Moreover, my particular business, technology analysis, is fraught with opportunities for ethical problems, and I feel it’s important to state our policies here. I hope every other self-publishing author and blogger, and, indeed, everyone else who publishes anything, will do the same.
Therefore, for the record:
- Farpoint Group, my employer, is in the business of providing technology analysis, strategy development, product specification and design, and product marketing services, primarily to vendors of wireless and mobile technology products, across a very broad range of markets, applications, and geography. We also work with carriers and operators, end-users, and the financial community. With respect to the latter, we are not licensed to provide advice on or sell securities, and we do not.
- Farpoint Group works on a project basis. We have no retainer-based (ongoing) relationship with any client; all projects have a finite duration and, when they end, we have no relationship (beyond, we always hope, another happy and satisfied client) with the project’s sponsor. Most projects last a few weeks to a few months. We consider all client relationships confidential; we do not now, never have, and never will publish our client list.
- Farpoint Group owns no equity in any firm of any form involved in wireless and mobile anything. I also personally own no such securities, except perhaps through managed instruments like mutual funds, over which I have no influence or control.
- Farpoint Group publishes a wide variety of documents under our brand – White Papers, Technical Notes, columns, articles, and this blog. Sometimes we get paid for these; sometimes we don’t. Regardless, Farpoint Group retains editorial control over any self-published documents bearing our brand, with no exceptions. We will not make any particular statement in exchange for payment. Our published work is ultimately our own, and our opinion is not for sale.
- Farpoint Group receives a very small stipend, assuming we publish at least 12 blog entries per calendar month, for producing this blog. IT Knowledge Exchange receives, as I understand it, compensation from advertisers, whose messages appear on pages with my work. However, no opinion expressed in this blog, or in anything else we publish, is ever influenced by a particular advertiser or sponsor. Farpoint Group has no influence of which ads appear. I am very proud to be associated with IT Knowledge Exchange and Tech Target, but their business relationships are not, have never been, and never will be a consideration in what I write – and they have never asked me to do otherwise.
- Occasionally, product vendors will send us products for review, and these reviews are occasionally published here and elsewhere, with acknowledgement as to the source of the product.

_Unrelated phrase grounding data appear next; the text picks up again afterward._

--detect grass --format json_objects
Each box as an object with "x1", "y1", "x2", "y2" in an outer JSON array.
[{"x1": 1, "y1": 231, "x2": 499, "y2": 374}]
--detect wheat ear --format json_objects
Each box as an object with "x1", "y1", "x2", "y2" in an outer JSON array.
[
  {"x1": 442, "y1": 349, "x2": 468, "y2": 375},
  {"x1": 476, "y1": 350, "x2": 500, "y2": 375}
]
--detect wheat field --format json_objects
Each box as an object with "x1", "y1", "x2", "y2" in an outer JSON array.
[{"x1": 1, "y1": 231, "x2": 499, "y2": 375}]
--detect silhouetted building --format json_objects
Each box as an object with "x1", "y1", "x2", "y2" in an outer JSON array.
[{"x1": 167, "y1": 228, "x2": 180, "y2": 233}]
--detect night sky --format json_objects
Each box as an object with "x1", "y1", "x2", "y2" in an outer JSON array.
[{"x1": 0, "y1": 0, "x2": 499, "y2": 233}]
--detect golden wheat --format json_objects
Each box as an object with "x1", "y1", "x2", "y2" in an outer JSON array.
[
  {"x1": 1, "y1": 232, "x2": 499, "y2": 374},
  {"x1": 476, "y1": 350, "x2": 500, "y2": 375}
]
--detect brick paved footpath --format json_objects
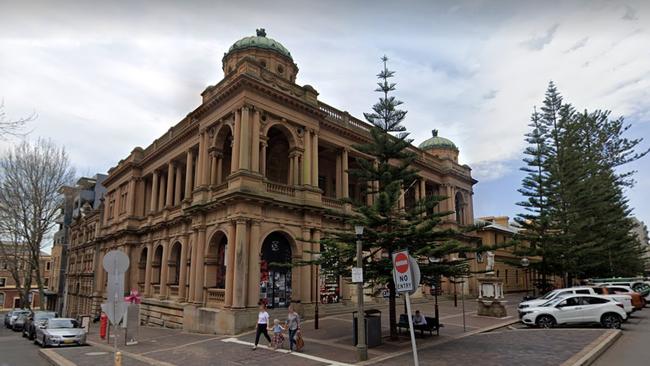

Vendors regardless have no control, editorial or otherwise, over what is written about a particular product. All products used in production at Farpoint Group, without exception, are paid for and owned by the company. This includes all wireless LAN equipment, cell phones, wireless services – everything. This practice is not always common in the analyst business, but it is very important to me that we be independent. On the other hand, I admit to being biased, but those biases are based on experience and mine alone.
- And, finally, and this should go without saying, but, just to be clear, I would never knowingly publish anything that is false or misleading. I’ll acknowledge any mistakes that I find or that are brought to my attention. And I will always try to do better than whatever it was I did the day before regardless. We owe that to our customers, and our readers – and, after 18 years in business, I think we always get this right.
Please let me know if you have any questions – I think the company and I are being as open as possible here. Trust and reputation are hard to build and easy to lose. After almost 19 years in business, we value both above everything else.